Rutgers attorney John Wolf resigns, again
A Rutgers University lawyer resigned Thursday amid growing anger that he was still employed after approving a decision in December to suspend rather than fire basketball coach Mike Rice, even though he was aware of a video showing the coach hitting, kicking and taunting players.
The university had announced last week that John Wolf, who had been serving in an interim basis as its top in-house lawyer, had resigned from his leadership position. School officials at first would not clarify what that meant, but then this week acknowledged that he was remaining at Rutgers as a lower-level lawyer.
Some state lawmakers felt they'd been deceived and were calling for his resignation in the latest development in a scandal that broke last week when a video was made public showing Rice shoving and kicking players and using gay slurs as he yelled at them during practices.
Meanwhile, the school's board of governors announced, as expected, that the university will hire a lawyers to do an independent review and that the board intends to learn how to better govern from the lessons in the report.
Vice Chairman Gerald Harvey also condemned Rice's actions.
"It is our continuing commitment that all students are treated with respect and dignity and no single program is allowed to undermine that commitment," he said.
Rice was suspended, fined and ordered to anger management counseling in December after school officials were first given the video by a former basketball program employee.
Since the footage became public, Rice was fired, an assistant coach resigned and so did Tim Pernetti, the school's popular 42-year-old athletic director. Pernetti, who was named last month as one of five finalists for the Sports Business Journal's athletic director of the year award, said in his letter of resignation that his first instinct last November was to fire Rice. But it's not clear whether he recommended that to anyone else.
For their part, Rutgers players said Thursday before the board of governors meeting that they didn't feel threatened by Rice's behavior and that they want one of his assistant coaches to take over the program.
"Even though the stuff on that tape looks bad, we never felt threatened," forward Kadeem Jack said.
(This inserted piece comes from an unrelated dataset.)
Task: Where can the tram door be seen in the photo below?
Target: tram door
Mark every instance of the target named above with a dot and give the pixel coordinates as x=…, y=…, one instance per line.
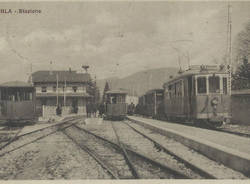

He and other players called for Rice's assistant David Cox to become head coach, saying Cox has kept the team together during the scandal.
Who knew about Rice's behavior earlier and what they did about it has become the focus of fallout. Lawmakers also planned hearings of their own to address some of the same questions.
Despite some calls for his job, Rutgers President Robert Barchi has received public support from Gov. Chris Christie and the chairman of the board of governors.
Barchi and Wolf jointly announced the lawyer's resignation on Thursday, saying "it is in the best interests of the university that Mr. Wolf resign from the university effective immediately."
He has agreed to work with a new general counsel on the transition during a tense time at the university. It's absorbing two medical schools effective July 1.
Wolf had worked at Rutgers since 1984.
"While I regret the circumstances surrounding my departure from Rutgers, I always will have very fond memories of the challenges and achievements that I have been a part of and the many colleagues and friends," he said in a statement.
At Thursday's board meeting, state Senate President Stephen Sweeney called for board member Mark Hershhorn to resign or be ousted.
As chairman of the board's athletics committee, Hershhorn saw the video of Rice in December. He has said in a statement that he told Pernetti that Rice should be fired. But Sweeney said he should have told the rest of the board about what he knew.
This week, Hershhorn issued a statement saying Sweeney's statements "are reckless, shocking and were made without any personal knowledge of the facts."
The board did not respond to Sweeney's position before it went into closed session.